Chociaż teoretycznie mogłoby się wydawać, iż pomysł na tego typu drukarkę 3D nie jest zły (bo otwiera przed dziećmi zupełnie nowy świat tworzenia rzeczy, bo czynnik edukacyjny, bo w sumie to fajny i tani pomysł na prezent etc., itp.), to jak zwykle w tego typu przypadkach, w momencie gdy przejdziemy do szczegółów zaczynają piętrzyć się problemy…
Po pierwsze nie zapominajmy, że to zwykła drukarka 3D drukująca w technologii FDM. A to oznacza tradycyjne dla niej problemy: zacinający się plastik, zapychająca się głowica drukująca, nieklejący się stołu wydruk i wiele, wiele innych. Po drugie niska cena urządzenia nie gwarantuje raczej wysokiej jakości komponentów, a zastosowanie wszędzie plastiku jako materiału konstrukcyjnego zaowocuje z pewnością dużą głośnością pracy urządzenia (vide uśmiercony niedawno Cube 3). W końcu po trzecie – czy jesteście pewni, iż chcielibyście aby wasze dziecko od najmłodszych lat inhalowało się oparami przetapianego PLA…?
Oczywiście powyższe problemy to tylko wierzchołek góry lodowej.

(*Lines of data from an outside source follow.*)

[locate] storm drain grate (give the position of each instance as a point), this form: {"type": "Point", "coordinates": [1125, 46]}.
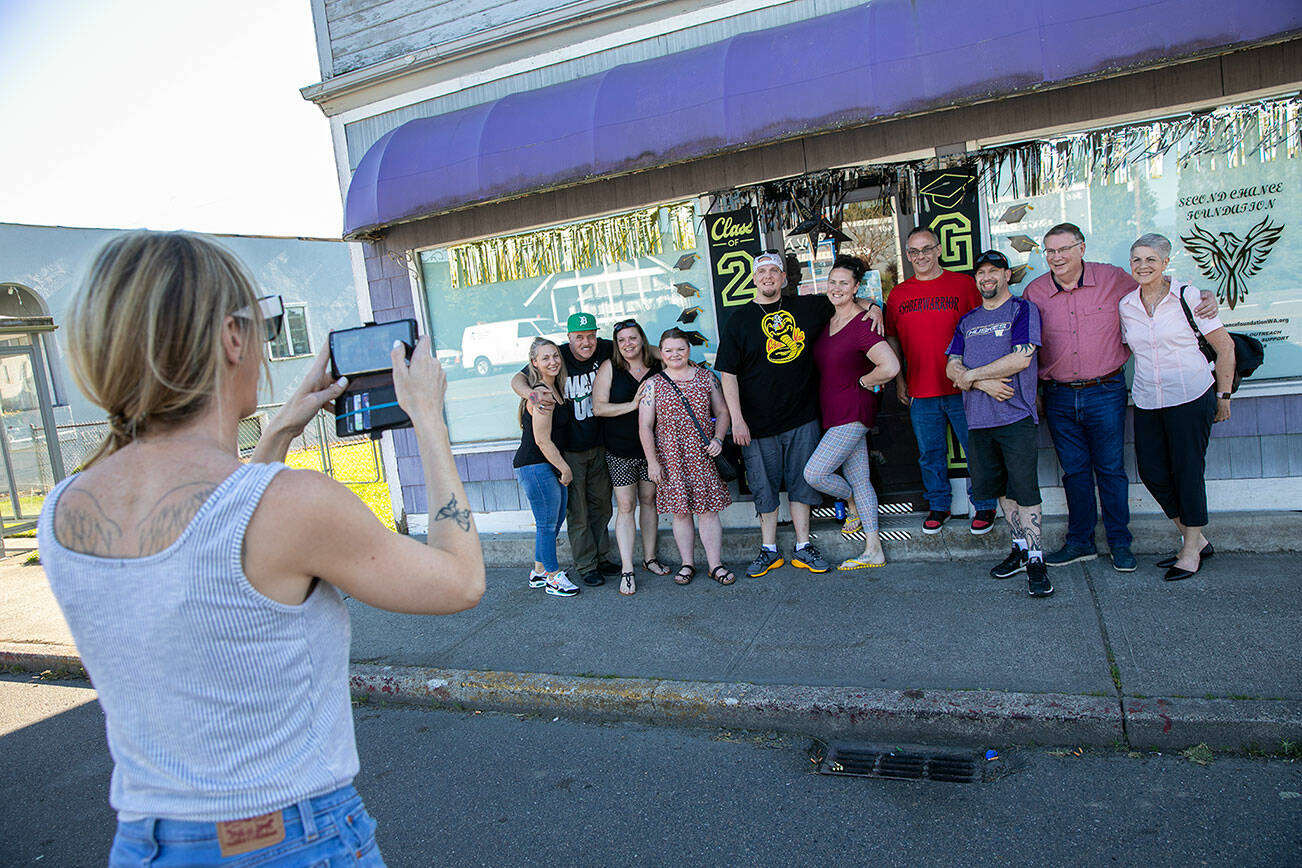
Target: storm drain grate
{"type": "Point", "coordinates": [871, 761]}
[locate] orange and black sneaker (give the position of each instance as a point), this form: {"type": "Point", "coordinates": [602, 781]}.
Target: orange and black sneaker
{"type": "Point", "coordinates": [763, 562]}
{"type": "Point", "coordinates": [810, 558]}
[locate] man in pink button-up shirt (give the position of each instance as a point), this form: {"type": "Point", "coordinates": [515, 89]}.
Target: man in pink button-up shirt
{"type": "Point", "coordinates": [1085, 392]}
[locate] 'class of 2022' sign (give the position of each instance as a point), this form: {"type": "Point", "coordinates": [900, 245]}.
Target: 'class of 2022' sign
{"type": "Point", "coordinates": [733, 237]}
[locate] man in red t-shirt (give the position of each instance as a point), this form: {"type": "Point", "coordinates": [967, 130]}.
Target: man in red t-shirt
{"type": "Point", "coordinates": [921, 316]}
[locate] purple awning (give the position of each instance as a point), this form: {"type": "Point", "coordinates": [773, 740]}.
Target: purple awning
{"type": "Point", "coordinates": [846, 68]}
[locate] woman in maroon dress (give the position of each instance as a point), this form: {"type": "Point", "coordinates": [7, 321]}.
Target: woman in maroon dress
{"type": "Point", "coordinates": [678, 461]}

Wprawne oko dojrzy np. to, iż stół roboczy jest pokryty niebieską taśmą malarską. Ci którzy mają okazję pracować z nią na co dzień już widzą jak 10-letnie dzieci cierpliwie wyklejają stół roboczy swojej drukarki 3D tak, aby krawędzie taśmy idealnie stykały się krawędziami…
Podsumowując, projekt Weisteka teoretycznie jest fantastyczny – w praktyce mam nadzieję, iż nie dotrze nigdy do Polski. Druk 3D w szkole to niezwykle interesująca wizja i perspektywa – druk 3D w pokoju kilkuletniego dziecka to scenariusz na kolejny odcinek „Planu Totalnej Porażki„.